| Bicycle Summer
Last summer I remember going out in the evening to enjoy the perfect weather with a walk around my subdivision. Rounding onto a side street I saw a young girl riding a little pink bike--pink poms on the handles and a pink helmet too. She was working slowly, weaving a bit on the pavement, I could tell her eyes were focused hard on the effort.
She hadn't gone fifteen feet since I'd spotted her when she lost her balance and gravity threw her little body half on grass and half on hard concrete. She pulled her one leg from under the frame, stood up with her bike, and began to walk it into the opposite direction--toward home, I realized. Her downcast gaze was enough to tell me that she was upset, frustrated, in some way feeling beaten by that bicycle.
All adults carry some parental instinct. I wanted someone there to dry off any tears in her eyes. I placed myself in the shoes of a parent. I'm sure that when she got to her home a mother or father would hug her, say, "sweetie, it's okay. Everyone falls at first." I, being a stranger, withheld any impulse to say something to her, to cheer her on.

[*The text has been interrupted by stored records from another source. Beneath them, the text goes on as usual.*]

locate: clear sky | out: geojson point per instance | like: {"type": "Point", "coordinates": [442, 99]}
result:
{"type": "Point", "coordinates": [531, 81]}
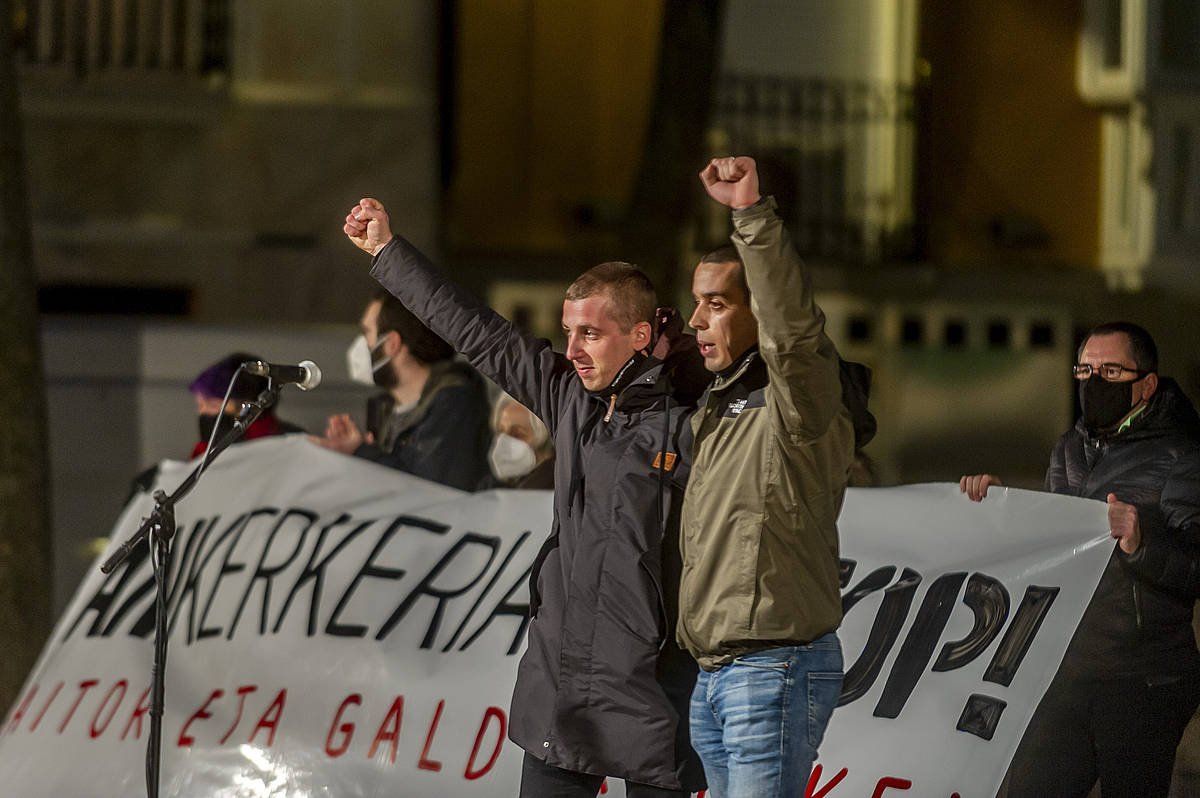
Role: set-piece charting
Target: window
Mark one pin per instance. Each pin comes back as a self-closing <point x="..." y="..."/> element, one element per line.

But the words were boiling inside me.
We alcoholics, aren't kids any more. But we are learning to ride a bike in our own way. At first what we are trying to accomplish seems as ridiculous as two thin tires traveling at high speed. We wobble and often fall. The bruises and scars lead us to thoughts of failure. At worst we decide what can't be done now will never be.
Yet, no alcoholic would ever dream of telling that girl with the bike that since she fell she'd do well to give up for good. We can see her accident as an element of learning. We know skinned knees heal and the thrill of finally "getting it" will make her initially frustrated efforts seem like minor ghosts.
So who is *our* voice of encouragement? What matter of parent is telling us to persevere, to learn from mistakes, and who is promising us that sobriety will be a golden triumph? I think however you answer that question, you've named your Higher Power. Don't ever let that voice out of your ears.